Entre exil et retour : incertitude des réfugiés congolais de Rumonge et les déplacés internes d'Ubwari
mardi 30 décembre 2025
Par Joseph Apolo
Alors que des milliers de Congolais ont fui vers le Burundi les violences dans le territoire de Fizi (à Makobola) entre les rebelles de l'AFC/M23 et les FARDC appuyés par les Wazalendo après la chute de la ville d'Uvira aux mains des rebelles, des mouvements de retour spontanés sont désormais signalés depuis Rumonge. Dans le même temps, la presqu’île d’Ubwari a accueilli un nombre croissant de déplacés internes, confrontés à des conditions humanitaires précaires.
Depuis la mi-décembre, certains réfugiés congolais installés à Rumonge au Burundi ont entrepris de regagner leurs localités d’origine. Ces retours, souvent motivés par la saturation des sites d’accueil et le manque de ressources, restent précaires. Les organisations humanitaires rappellent que la sécurité dans Fizi et Uvira demeure instable, exposant ces familles à de nouveaux déplacements. Des sources locales de la société civile sur place à Baraka témoignent que trois embarcations remplies des congolais qui se sont enfui vers le Burundi ont accosté aujourd'hui au Beach Mwemezi en provenance de Rumonge. ' Cela fait suite à d'autres embarcations qui ont précédement accosté la semaine passée. D'autres, qui se sont déplacés vers Sebele et la presqu'île d'Ubwari commencent à rentrer timidement à Baraka', ont indiqué ces sources de la société civile de Baraka.
Située sur le lac Tanganyika, la presqu’île d’Ubwari est devenue un refuge pour des milliers de déplacés internes. Les communautés locales, déjà vulnérables, peinent à absorber cet afflux. Les besoins en eau potable, nourriture et soins de santé sont criants, tandis que les risques de maladies comme le choléra augmentent.
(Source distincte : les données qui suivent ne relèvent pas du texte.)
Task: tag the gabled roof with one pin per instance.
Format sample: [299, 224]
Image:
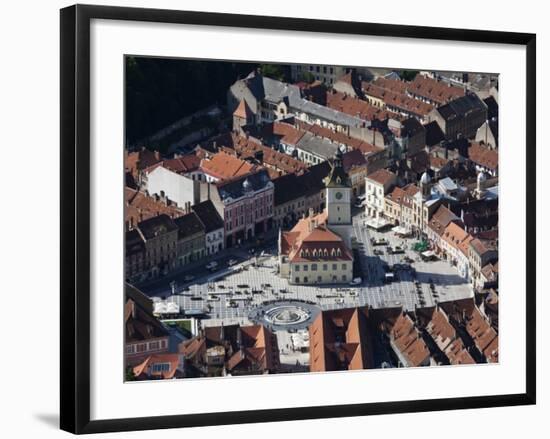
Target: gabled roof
[434, 134]
[409, 342]
[291, 186]
[180, 165]
[441, 219]
[434, 90]
[240, 186]
[208, 215]
[156, 226]
[189, 225]
[140, 323]
[226, 166]
[136, 161]
[140, 206]
[483, 156]
[146, 368]
[382, 176]
[339, 339]
[311, 240]
[243, 110]
[461, 106]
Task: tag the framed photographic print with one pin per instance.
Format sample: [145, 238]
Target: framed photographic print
[269, 218]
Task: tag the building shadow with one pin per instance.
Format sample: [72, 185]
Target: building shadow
[49, 419]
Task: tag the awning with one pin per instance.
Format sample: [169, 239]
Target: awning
[376, 223]
[400, 230]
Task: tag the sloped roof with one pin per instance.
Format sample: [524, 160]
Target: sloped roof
[243, 110]
[208, 215]
[311, 240]
[226, 166]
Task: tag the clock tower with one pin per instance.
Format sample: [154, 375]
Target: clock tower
[338, 194]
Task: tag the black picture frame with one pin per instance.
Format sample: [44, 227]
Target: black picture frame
[75, 217]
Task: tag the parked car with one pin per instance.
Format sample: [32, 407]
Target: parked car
[356, 281]
[212, 265]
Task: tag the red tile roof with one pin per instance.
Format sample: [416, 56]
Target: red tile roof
[145, 370]
[357, 107]
[226, 166]
[483, 156]
[434, 90]
[140, 207]
[408, 341]
[382, 176]
[243, 110]
[138, 160]
[180, 165]
[310, 240]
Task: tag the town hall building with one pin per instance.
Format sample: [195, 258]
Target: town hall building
[317, 250]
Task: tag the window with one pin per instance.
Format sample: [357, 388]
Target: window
[160, 367]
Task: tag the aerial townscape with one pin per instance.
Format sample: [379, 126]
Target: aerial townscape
[309, 218]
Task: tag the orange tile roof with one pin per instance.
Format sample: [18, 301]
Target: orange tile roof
[338, 137]
[483, 156]
[357, 107]
[139, 207]
[441, 219]
[457, 237]
[382, 176]
[289, 134]
[457, 353]
[243, 110]
[440, 329]
[226, 166]
[144, 369]
[180, 165]
[397, 99]
[409, 342]
[479, 328]
[340, 339]
[311, 240]
[138, 160]
[434, 90]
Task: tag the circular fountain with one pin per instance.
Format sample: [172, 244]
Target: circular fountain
[285, 315]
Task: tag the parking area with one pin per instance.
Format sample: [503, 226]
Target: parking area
[232, 293]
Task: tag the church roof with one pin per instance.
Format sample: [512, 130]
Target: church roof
[311, 240]
[338, 177]
[243, 110]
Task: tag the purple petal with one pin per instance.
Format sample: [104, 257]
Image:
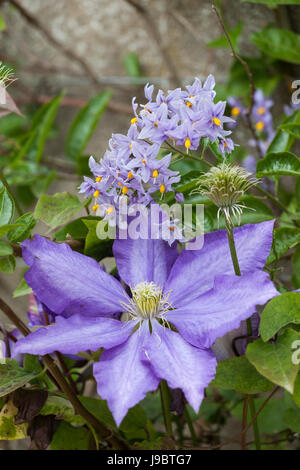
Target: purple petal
[74, 334]
[144, 260]
[180, 364]
[194, 271]
[69, 282]
[221, 309]
[123, 379]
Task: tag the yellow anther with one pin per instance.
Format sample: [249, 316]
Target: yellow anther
[217, 121]
[187, 143]
[260, 125]
[235, 111]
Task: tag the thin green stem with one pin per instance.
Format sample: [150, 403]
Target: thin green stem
[232, 248]
[165, 403]
[6, 185]
[190, 426]
[255, 424]
[237, 271]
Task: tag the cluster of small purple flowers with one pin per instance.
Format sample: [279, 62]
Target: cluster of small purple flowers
[261, 117]
[134, 166]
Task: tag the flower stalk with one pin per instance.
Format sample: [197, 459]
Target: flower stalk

Entre les retours incertains de Rumonge et l’accueil des déplacés à Ubwari, les acteurs humanitaires et civils doivent faire face à un double défi : protéger les populations en mouvement et prévenir une crise sanitaire majeure. Les appels à la solidarité et à la non-violence se multiplient, invitant les autorités et les notables à privilégier la protection des civils. Cette situation illustre la complexité de la crise au Sud-Kivu.
Dernièrement, la société civile de Baraka avait mobilisé les populations à ne pas abandonner leurs domiciles au risque d'aller s'exposer davantage dans leurs lieux d'accueil.